A teraz przejdźmy do hotelu.. Nasz wybór padł na Selvamar ***. Był to jak najbardziej trafny strzał, ponieważ hotel był położony w turystycznej części Lloret de Mar, w odległości 400 metrów od morza, w pobliżu centrum medycznego. Na terenie obiektu istniały dwie sale barowe, dwa baseny, brodzik, duży słoneczny taras z leżakami i parasolami oraz ogród. W każdym z pokoi znajdowała się klimatyzacja, która zdecydowanie umilała nam pobyt w hotelu w tak upalne dni, a w łazienkach nie zabrakło suszarki do włosów oraz świeżych ręczników. Każdy pokój był również wyposażony w balkon oraz TV. W hotelowym lobby była przechowalnia bagaży oraz łącze internetowe, które niestety było płatne, (5euro za 1dzień, 10euro za 3dni i 20euro za tydzień) co okazało się dużym minusem. Każdego dnia na terenie obiektu funkcjonował bogaty program animacyjny, z którego chętnie korzystaliśmy. Sposobem serwowania posiłków w hotelu był szwedzki stół, dzięki czemu każdy mógł nakładać sobie na talerz to, na co tylko miał ochotę.

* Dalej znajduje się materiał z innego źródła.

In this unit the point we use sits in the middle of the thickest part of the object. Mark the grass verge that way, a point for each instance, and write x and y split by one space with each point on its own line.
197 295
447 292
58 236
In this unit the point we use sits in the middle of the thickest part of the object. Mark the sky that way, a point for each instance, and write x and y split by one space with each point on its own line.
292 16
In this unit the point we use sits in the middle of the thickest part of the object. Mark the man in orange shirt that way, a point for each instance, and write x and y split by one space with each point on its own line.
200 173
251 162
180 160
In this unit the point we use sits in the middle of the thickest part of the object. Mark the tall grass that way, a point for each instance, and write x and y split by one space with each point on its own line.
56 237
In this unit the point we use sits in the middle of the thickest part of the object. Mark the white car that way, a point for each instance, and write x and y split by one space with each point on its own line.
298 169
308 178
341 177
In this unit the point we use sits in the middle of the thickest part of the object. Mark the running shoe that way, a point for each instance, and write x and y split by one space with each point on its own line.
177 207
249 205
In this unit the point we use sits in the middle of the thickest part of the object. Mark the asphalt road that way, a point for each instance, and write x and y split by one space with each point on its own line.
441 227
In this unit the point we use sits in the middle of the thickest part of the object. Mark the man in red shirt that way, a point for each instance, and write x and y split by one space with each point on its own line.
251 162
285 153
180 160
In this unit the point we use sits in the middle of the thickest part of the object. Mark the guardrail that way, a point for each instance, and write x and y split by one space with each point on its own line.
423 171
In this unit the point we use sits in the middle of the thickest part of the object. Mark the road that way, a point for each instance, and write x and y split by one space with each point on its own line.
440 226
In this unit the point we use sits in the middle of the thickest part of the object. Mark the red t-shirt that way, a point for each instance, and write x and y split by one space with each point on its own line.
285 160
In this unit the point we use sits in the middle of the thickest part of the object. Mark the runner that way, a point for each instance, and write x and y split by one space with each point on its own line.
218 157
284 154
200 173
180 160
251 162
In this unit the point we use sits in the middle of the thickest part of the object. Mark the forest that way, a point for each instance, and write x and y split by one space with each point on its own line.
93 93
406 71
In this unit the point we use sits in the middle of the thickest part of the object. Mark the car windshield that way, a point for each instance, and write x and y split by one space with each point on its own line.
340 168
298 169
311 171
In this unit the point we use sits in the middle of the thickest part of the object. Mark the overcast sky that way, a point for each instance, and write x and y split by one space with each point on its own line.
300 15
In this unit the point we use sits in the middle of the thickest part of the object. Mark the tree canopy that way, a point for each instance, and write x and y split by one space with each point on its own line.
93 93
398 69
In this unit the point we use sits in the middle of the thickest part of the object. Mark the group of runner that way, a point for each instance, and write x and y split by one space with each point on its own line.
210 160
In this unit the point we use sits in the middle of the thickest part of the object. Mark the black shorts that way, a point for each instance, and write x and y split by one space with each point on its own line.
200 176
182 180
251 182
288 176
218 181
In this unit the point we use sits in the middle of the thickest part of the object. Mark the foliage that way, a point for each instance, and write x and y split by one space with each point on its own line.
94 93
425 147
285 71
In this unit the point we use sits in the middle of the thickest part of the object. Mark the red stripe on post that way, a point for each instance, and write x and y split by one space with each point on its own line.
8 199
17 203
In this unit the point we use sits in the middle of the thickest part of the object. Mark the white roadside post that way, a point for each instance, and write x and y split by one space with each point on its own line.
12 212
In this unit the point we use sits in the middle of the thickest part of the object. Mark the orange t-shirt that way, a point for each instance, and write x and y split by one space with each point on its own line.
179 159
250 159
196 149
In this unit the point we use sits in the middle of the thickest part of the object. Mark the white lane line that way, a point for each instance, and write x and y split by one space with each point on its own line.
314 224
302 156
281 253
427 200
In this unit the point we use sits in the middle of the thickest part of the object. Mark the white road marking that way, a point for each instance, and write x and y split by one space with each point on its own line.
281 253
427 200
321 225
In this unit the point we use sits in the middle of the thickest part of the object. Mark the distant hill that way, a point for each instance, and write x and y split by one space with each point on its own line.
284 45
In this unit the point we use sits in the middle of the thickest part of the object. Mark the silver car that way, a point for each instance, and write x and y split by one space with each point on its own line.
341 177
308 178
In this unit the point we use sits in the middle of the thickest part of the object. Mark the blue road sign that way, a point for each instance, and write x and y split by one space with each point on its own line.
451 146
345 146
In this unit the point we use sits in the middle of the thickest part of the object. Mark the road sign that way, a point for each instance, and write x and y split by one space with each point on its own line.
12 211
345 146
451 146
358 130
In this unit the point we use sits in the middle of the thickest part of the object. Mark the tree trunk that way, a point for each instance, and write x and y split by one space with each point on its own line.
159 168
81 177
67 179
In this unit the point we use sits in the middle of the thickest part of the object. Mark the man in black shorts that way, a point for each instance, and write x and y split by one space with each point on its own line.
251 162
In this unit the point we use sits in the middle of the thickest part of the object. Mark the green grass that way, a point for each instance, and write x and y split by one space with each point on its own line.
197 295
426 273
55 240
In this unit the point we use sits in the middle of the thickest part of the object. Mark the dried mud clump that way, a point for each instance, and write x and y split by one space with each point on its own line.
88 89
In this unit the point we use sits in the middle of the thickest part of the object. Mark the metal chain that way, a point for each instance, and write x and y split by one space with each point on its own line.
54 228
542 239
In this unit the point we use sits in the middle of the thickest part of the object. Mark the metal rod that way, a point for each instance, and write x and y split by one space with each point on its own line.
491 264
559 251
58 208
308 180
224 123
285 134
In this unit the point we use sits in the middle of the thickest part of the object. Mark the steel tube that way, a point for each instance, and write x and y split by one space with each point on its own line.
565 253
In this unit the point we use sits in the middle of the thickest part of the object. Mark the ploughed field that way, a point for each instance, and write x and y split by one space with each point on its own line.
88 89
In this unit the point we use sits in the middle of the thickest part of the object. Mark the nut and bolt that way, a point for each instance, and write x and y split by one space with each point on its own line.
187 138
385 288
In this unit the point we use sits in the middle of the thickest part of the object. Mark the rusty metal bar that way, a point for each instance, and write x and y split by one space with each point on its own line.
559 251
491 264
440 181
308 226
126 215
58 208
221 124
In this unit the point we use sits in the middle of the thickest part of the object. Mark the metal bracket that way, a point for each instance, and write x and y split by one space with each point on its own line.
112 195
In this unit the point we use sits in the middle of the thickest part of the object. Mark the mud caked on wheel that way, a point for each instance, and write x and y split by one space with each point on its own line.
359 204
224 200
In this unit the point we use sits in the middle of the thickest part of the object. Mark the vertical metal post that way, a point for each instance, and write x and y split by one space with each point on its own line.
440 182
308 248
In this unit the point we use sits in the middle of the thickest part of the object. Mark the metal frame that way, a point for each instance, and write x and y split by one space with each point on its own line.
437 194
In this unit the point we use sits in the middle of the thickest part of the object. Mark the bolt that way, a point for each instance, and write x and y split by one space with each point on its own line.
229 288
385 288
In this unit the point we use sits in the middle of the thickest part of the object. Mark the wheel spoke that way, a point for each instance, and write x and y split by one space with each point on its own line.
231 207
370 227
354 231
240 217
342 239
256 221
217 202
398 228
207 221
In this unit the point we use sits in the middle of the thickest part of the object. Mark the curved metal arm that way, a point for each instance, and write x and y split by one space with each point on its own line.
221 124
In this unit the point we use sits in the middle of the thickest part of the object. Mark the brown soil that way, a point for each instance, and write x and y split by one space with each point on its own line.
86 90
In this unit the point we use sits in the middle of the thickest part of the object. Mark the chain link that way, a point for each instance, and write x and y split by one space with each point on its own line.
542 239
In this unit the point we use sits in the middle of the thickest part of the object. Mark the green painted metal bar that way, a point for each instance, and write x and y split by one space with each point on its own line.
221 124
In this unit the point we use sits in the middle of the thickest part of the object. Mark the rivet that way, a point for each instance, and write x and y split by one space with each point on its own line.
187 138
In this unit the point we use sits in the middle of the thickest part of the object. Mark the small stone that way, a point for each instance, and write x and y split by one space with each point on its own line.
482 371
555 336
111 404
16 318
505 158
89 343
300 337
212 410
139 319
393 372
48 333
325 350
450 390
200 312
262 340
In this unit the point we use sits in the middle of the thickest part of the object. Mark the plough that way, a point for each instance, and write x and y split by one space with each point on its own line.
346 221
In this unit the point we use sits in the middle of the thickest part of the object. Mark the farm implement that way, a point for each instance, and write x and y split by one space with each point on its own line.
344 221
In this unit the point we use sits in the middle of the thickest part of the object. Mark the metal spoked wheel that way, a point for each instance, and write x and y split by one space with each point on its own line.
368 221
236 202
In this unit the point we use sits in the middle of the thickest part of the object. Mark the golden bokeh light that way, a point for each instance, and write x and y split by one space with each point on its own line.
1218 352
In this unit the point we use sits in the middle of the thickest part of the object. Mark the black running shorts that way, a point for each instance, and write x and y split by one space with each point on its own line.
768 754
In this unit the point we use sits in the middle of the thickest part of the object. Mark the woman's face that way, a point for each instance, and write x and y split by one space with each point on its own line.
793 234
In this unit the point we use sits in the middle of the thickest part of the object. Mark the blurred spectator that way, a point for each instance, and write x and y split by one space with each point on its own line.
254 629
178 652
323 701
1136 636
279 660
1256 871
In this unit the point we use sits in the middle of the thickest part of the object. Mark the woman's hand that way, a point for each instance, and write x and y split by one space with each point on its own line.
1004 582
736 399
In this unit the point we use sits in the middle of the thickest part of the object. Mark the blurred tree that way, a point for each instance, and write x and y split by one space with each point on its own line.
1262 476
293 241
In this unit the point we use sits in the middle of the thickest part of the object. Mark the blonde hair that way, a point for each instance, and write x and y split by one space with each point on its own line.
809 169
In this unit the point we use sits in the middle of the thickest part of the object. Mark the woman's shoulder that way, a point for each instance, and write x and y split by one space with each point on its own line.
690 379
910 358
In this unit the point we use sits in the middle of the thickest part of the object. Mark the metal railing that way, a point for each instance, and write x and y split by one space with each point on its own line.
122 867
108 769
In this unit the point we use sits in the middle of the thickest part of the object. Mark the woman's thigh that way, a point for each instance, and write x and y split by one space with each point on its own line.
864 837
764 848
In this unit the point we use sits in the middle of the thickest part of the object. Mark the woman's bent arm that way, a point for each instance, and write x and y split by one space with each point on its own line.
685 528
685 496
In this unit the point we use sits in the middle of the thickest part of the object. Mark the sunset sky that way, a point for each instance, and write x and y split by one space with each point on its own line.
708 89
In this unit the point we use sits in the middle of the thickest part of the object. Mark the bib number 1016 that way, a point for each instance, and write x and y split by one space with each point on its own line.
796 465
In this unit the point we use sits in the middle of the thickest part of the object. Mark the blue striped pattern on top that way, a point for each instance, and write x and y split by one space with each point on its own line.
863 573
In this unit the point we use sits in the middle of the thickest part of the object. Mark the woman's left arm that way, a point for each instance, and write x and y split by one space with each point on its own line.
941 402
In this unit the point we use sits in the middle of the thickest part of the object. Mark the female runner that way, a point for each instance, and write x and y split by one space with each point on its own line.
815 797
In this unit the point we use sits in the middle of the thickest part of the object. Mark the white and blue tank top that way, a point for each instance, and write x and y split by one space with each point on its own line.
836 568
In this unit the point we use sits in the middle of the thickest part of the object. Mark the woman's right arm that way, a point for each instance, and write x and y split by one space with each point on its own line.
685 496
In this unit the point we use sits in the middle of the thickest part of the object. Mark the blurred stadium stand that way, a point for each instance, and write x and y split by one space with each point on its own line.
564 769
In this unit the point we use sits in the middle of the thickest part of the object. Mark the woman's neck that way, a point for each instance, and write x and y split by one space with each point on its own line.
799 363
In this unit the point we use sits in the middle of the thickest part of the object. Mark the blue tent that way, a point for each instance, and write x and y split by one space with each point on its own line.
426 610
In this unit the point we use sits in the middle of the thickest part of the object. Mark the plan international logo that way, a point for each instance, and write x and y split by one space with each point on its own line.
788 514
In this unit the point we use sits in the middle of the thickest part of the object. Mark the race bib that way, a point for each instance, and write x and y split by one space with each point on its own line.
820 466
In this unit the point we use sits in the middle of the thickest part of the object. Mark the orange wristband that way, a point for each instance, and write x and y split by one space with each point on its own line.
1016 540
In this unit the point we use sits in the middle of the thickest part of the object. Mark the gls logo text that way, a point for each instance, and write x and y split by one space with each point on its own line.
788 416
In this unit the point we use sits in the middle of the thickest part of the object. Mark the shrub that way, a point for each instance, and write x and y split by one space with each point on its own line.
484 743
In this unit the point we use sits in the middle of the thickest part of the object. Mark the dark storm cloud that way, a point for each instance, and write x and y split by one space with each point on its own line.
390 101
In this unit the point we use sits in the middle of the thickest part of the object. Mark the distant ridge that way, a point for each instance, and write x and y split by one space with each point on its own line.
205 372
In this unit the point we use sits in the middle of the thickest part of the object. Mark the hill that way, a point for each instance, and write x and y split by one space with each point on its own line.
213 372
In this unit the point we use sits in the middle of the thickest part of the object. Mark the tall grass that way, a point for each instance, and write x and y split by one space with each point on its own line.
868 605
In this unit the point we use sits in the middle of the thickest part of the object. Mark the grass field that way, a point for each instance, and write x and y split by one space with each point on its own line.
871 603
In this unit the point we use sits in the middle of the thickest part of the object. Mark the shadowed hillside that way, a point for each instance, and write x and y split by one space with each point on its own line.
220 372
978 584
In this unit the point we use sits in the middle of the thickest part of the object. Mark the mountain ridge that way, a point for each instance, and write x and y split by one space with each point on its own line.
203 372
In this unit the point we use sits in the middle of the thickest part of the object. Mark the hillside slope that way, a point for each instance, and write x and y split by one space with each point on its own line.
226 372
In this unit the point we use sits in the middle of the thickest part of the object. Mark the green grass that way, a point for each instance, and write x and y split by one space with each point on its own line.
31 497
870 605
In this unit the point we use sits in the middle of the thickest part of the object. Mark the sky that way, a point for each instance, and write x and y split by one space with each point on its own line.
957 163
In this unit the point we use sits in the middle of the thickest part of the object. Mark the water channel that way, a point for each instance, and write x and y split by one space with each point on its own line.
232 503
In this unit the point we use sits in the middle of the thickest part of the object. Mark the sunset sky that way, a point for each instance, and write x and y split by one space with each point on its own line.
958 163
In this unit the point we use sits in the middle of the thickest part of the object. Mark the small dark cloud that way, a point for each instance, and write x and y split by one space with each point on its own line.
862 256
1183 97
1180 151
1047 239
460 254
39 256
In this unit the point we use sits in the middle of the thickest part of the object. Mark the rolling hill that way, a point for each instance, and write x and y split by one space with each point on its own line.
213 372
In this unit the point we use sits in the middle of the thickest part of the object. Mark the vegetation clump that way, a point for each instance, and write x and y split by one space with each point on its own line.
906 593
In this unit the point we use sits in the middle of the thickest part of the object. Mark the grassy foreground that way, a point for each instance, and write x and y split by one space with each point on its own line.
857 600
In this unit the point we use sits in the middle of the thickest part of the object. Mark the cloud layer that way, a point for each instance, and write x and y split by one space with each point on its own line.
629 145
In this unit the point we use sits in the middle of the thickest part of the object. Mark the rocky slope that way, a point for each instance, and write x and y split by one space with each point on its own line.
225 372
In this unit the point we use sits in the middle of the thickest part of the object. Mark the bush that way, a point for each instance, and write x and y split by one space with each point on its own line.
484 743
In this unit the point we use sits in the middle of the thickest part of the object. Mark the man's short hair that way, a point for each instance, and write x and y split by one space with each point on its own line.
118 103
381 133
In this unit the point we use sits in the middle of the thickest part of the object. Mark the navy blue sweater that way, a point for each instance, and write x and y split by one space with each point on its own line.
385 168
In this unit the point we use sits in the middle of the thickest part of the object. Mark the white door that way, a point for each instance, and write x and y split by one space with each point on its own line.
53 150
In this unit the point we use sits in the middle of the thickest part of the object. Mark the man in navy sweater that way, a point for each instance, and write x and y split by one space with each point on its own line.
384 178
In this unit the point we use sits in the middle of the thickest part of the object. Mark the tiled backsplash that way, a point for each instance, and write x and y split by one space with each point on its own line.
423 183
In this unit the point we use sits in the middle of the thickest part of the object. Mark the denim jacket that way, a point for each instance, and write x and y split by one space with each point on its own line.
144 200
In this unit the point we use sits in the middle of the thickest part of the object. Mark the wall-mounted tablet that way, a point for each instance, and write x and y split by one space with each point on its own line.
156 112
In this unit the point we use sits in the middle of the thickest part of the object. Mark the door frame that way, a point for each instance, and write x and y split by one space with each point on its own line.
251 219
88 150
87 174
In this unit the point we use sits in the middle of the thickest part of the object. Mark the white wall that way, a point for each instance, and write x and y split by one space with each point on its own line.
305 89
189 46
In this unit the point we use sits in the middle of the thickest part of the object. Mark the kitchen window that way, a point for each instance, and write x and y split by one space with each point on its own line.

A co możemy napisać o samej miejscowości Lloret de Mar? Zdecydowanie jest ona najsłynniejszym wakacyjnym kurortem na Costa Brava. Na jej terenie znajdują się setki hoteli, restauracji, barów, dyskotek i sklepów. Z pewnością nie brakuje tam atrakcji! Niestety też łatwo jest przepuścić niemałą fortunę, nie patrząc już na rozrywkę, ale na tłumy przemieszczających się turystów- jest tam pełno kieszonkowców, dlatego będąc w Lloret bacznie śledźcie swój bagaż! Pocieszające jest jednak to, że idąc ulicą, mijamy mnóstwo uśmiechniętych twarzy, a co druga osoba wita się z nami wykrzykując: dzień dobry, hallo, hola, bonjour! Jest to naprawdę cudowne. Najczęściej słyszane języki to angielski, niemiecki, polski, holenderski francuski i hiszpański.
Podsumowując wyjazd.. był to najlepszy obóz na jakim dotychczas byłyśmy! Z ręką na sercu możemy polecić wam Obozy Młodzieżowe z Funclub'em. Świetna zabawa, piękne miejsce, wspaniali ludzie, cudowna kadra i fantastyczne wspomnienia, które z pewnością długo pozostaną w naszej pamięci! Taki obóz to fajna forma poznania języka czy nawiązania różnych znajomości, z różnych części świata. Z niektórymi uczestnikami obozu mamy już w planach kolejne spotkanie (jeszcze w te wakacje). Dzieli nas spora ilość kilometrów, jednak wciąż mamy cichą nadzieję, że dojdzie ono (spotkanie) do skutku, także trzymajcie kciuki!